With Enhanced RL Orchestrator

from web.dashboard import create_dashboard
from core.enhanced_orchestrator import EnhancedTradingOrchestrator
from core.data_provider import DataProvider

# Create enhanced orchestrator
data_provider = DataProvider()
orchestrator = EnhancedTradingOrchestrator(data_provider)

# Create dashboard with enhanced RL
dashboard = create_dashboard(
    data_provider=data_provider,
    orchestrator=orchestrator  # Enhanced orchestrator enables full features
)

dashboard.run(host='127.0.0.1', port=8050)

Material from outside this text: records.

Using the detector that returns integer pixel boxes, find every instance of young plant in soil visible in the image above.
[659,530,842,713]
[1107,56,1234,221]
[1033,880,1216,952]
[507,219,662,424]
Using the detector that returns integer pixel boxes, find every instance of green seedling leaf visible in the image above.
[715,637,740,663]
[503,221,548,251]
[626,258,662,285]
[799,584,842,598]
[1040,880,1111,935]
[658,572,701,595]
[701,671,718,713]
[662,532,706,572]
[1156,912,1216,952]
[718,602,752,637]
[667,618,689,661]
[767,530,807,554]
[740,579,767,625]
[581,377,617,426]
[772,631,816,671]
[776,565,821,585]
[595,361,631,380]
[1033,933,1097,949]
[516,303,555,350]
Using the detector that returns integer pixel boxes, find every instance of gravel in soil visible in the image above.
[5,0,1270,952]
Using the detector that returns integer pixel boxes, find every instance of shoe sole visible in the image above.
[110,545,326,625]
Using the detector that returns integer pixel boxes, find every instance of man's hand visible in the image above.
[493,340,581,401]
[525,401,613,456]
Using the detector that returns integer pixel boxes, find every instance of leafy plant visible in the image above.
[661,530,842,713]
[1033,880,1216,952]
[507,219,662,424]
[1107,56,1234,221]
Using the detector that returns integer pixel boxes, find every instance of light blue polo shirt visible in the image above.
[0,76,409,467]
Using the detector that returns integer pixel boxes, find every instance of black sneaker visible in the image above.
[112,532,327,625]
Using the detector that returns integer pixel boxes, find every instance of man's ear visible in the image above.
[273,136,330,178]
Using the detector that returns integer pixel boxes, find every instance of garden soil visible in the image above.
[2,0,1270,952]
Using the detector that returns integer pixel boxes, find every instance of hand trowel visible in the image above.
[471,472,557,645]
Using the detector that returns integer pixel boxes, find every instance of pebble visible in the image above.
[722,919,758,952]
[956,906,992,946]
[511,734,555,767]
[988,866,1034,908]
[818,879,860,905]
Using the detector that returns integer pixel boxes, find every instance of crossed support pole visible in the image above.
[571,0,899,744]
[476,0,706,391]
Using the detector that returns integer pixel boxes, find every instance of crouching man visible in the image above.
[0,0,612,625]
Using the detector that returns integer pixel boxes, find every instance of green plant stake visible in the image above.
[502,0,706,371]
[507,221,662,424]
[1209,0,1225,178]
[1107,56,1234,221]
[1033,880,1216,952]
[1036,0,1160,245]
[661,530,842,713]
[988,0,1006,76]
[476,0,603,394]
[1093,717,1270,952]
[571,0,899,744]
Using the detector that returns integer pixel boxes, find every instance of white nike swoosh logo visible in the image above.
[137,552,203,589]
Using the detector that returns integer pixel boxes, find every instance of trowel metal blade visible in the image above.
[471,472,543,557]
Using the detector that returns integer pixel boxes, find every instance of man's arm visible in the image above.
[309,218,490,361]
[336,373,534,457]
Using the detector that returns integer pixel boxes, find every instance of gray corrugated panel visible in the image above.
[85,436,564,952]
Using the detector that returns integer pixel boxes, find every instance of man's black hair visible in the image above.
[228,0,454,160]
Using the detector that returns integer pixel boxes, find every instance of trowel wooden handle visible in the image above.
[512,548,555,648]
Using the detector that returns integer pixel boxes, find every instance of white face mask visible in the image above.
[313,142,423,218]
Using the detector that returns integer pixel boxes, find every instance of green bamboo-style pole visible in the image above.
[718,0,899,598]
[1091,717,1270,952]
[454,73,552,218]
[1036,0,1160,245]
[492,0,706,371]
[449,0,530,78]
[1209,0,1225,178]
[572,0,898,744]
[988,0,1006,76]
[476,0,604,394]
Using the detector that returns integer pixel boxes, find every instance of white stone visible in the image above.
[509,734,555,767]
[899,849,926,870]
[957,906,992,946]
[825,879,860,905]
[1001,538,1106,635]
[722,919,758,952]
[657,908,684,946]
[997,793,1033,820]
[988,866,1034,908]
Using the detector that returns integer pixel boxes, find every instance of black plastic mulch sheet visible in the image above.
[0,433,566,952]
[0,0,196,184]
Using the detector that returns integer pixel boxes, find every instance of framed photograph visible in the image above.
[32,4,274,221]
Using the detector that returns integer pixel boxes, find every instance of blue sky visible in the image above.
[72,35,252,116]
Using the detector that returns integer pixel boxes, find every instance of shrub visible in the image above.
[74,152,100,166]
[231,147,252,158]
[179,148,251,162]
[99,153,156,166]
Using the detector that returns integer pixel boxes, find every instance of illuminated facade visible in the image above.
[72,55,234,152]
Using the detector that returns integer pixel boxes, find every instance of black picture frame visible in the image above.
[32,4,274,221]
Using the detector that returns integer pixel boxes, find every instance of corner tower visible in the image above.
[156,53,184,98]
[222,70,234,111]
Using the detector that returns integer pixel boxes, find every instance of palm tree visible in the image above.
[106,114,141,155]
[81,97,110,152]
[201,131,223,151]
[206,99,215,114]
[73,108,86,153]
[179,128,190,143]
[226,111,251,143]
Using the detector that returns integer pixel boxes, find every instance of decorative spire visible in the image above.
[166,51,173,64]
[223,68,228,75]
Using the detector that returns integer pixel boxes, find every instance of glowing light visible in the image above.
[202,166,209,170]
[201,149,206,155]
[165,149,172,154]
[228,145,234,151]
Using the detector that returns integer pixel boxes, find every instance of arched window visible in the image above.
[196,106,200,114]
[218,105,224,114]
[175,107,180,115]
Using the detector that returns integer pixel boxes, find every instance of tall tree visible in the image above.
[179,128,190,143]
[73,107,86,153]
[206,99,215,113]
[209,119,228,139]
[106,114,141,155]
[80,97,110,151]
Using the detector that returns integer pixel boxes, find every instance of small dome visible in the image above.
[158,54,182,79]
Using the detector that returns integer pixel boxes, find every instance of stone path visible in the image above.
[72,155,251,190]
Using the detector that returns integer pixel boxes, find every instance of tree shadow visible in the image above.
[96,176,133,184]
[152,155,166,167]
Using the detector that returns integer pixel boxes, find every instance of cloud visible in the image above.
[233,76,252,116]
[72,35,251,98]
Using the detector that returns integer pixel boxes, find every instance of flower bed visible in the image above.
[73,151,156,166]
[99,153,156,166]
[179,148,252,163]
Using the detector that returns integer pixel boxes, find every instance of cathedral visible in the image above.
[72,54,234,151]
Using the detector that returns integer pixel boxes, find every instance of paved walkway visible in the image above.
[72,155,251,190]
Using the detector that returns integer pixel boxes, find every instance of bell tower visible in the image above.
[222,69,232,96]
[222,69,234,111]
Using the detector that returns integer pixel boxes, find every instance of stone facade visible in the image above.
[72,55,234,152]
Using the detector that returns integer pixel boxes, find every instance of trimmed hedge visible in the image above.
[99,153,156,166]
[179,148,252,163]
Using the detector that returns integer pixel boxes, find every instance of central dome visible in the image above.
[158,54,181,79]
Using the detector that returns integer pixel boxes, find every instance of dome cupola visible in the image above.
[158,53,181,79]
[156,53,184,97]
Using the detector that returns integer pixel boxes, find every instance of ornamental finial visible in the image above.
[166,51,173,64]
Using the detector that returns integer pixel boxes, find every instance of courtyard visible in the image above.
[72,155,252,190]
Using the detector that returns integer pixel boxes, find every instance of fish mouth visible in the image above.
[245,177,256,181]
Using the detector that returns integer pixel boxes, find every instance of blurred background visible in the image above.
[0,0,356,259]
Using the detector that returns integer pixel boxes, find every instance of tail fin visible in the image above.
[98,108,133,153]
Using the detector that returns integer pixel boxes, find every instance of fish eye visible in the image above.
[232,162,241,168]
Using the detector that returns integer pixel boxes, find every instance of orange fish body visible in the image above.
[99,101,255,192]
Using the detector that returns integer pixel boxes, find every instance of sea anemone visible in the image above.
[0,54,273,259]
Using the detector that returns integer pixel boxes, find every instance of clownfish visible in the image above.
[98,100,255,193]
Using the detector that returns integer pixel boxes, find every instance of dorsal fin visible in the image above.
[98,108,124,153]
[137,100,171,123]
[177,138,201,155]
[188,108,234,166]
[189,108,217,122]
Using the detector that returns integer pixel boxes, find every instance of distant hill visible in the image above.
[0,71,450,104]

With Standard Orchestrator (Fallback)

from web.dashboard import create_dashboard

# Create dashboard with standard components
dashboard = create_dashboard()  # Uses fallback mode
dashboard.run(host='127.0.0.1', port=8050)

Benefits

  1. Comprehensive Training: ~13,400 features vs basic ~100 features
  2. Real-time Learning: Immediate training on each closed trade
  3. Multi-model Integration: CNN, RL, and sensitivity learning
  4. Data Quality: Only real market data, no synthetic generation
  5. Scalable Architecture: Easy to add new training components
  6. Robust Fallbacks: Works with or without enhanced components

Future Enhancements

  1. Model Performance Tracking: Real-time accuracy metrics
  2. Advanced Visualization: Training progress charts and metrics
  3. Model Comparison: A/B testing between different models
  4. Automated Model Selection: Dynamic model switching based on performance
  5. Enhanced Logging: Detailed training event logging and analysis

Conclusion

The enhanced dashboard now serves as a comprehensive platform for both trading visualization and sophisticated AI model training. It seamlessly integrates with the unified data stream architecture to provide real-time, high-quality training data to multiple AI models, enabling continuous learning and improvement of trading strategies.